Plant-based alternatives
Plant-based proteins have been part of the solution when the topic is feeding a global population expected to reach 10 billion by 2050 in a sustainable way. “We have been active in the field of plant-based alternatives for a long time before the market experienced the boom. We bring this expertise and cutting-edge technology to support the needs of the customers,” says Christoph Vogel, Head of Business Unit Human Nutrition at Bühler Group. Bühler offers a complete palette of solutions for the protein value chain from bean to burger. The customer can also test new products, shapes, recipes, textures, flavours, technologies and optimise production process in one of Bühler’s application centres worldwide.
As the company added, it has now forged training facilities in 23 countries and keeps expanding this network, offering a collaborative platform to inspire and innovate. In June 2022, Bühler announced a strategic partnership with German engineering company endeco to drive forward pulse processing, meet growing demand for alternative sources of protein, and develop pulse processing solutions with a significantly lower CO2 footprint.

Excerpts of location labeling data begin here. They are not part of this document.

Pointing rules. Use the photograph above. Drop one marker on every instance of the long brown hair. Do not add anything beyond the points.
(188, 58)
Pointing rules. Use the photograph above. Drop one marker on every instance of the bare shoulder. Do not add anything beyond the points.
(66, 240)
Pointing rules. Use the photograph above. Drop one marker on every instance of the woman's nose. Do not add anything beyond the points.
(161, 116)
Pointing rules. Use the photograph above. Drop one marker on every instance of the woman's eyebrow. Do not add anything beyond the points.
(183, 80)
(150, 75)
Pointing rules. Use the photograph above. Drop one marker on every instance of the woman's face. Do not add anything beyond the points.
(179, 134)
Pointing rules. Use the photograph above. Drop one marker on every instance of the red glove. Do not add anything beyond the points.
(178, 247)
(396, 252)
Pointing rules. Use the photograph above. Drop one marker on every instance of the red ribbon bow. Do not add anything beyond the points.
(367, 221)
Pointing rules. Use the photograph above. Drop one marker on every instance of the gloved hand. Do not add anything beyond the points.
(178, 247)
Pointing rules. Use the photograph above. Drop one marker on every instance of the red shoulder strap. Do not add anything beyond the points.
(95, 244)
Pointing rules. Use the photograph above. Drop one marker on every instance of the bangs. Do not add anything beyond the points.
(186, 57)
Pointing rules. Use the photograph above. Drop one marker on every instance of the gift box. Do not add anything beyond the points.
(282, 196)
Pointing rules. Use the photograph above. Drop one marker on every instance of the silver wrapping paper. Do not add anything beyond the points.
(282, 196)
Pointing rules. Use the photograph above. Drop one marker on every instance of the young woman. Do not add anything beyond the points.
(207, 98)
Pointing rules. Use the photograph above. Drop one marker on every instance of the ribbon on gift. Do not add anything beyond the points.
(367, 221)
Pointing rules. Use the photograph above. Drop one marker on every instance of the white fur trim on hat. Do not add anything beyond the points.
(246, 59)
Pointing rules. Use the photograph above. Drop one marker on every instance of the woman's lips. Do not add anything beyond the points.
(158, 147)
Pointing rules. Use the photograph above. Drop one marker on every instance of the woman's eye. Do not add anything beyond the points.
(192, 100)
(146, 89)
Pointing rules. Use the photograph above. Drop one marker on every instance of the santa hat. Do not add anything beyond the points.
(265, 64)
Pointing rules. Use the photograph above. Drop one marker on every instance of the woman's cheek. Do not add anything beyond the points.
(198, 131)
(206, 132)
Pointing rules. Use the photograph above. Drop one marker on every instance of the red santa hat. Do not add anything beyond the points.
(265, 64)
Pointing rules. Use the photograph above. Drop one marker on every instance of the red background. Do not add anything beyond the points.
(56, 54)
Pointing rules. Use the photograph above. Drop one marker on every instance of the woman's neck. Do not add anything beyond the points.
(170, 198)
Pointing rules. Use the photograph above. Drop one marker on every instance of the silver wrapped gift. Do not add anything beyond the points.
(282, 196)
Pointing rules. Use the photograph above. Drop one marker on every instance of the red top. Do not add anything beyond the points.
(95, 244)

All Application & Training Centres in Uzwil produce about 550 tons of biomass annually. To recover the energy from this biomass, Bühler is partnering with Vyncke, a company that specialises in converting biomass into clean energy, to build a test centre for energy recovery in Uzwil. The plant is scheduled to be operational at the end of the year.

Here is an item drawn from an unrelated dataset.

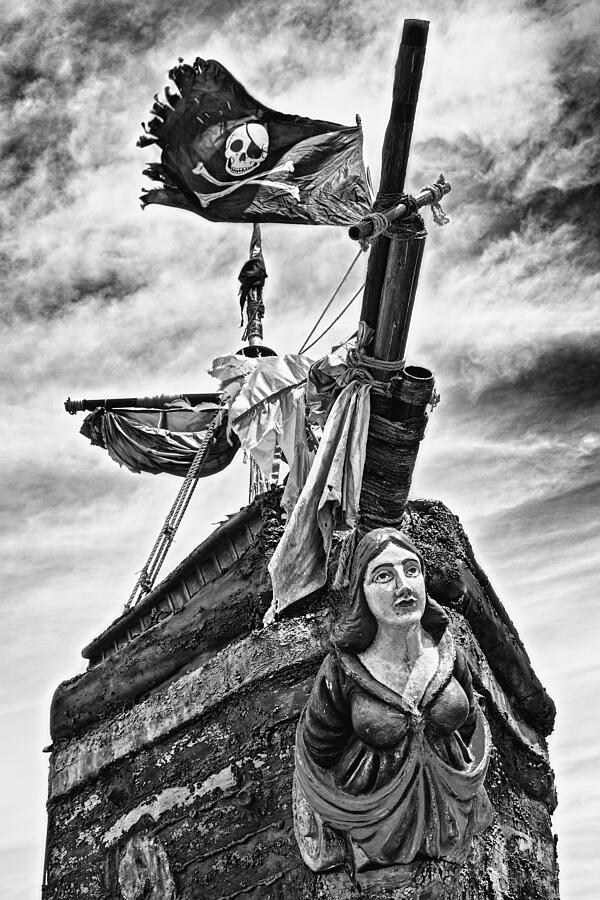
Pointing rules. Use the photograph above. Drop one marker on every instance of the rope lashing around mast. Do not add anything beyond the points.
(148, 574)
(411, 224)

MISTA, an innovation platform for the food industry based in San Franciso, US, is also part of Bühler’s innovation ecosystem. With its extrusion solution and expertise, Bühler can support customers in the region in their innovation journeys. In Brazil, the Tropical Innovation Lab should open its doors later this year. Developed by Bühler, Givaudan, and Cargill in collaboration with the Food Tech Hub Latam and the Institute of Food Technology (ITAL), the lab will provide start-ups, companies, universities, and research institutions with direct access to high-end technologies and a network of experts.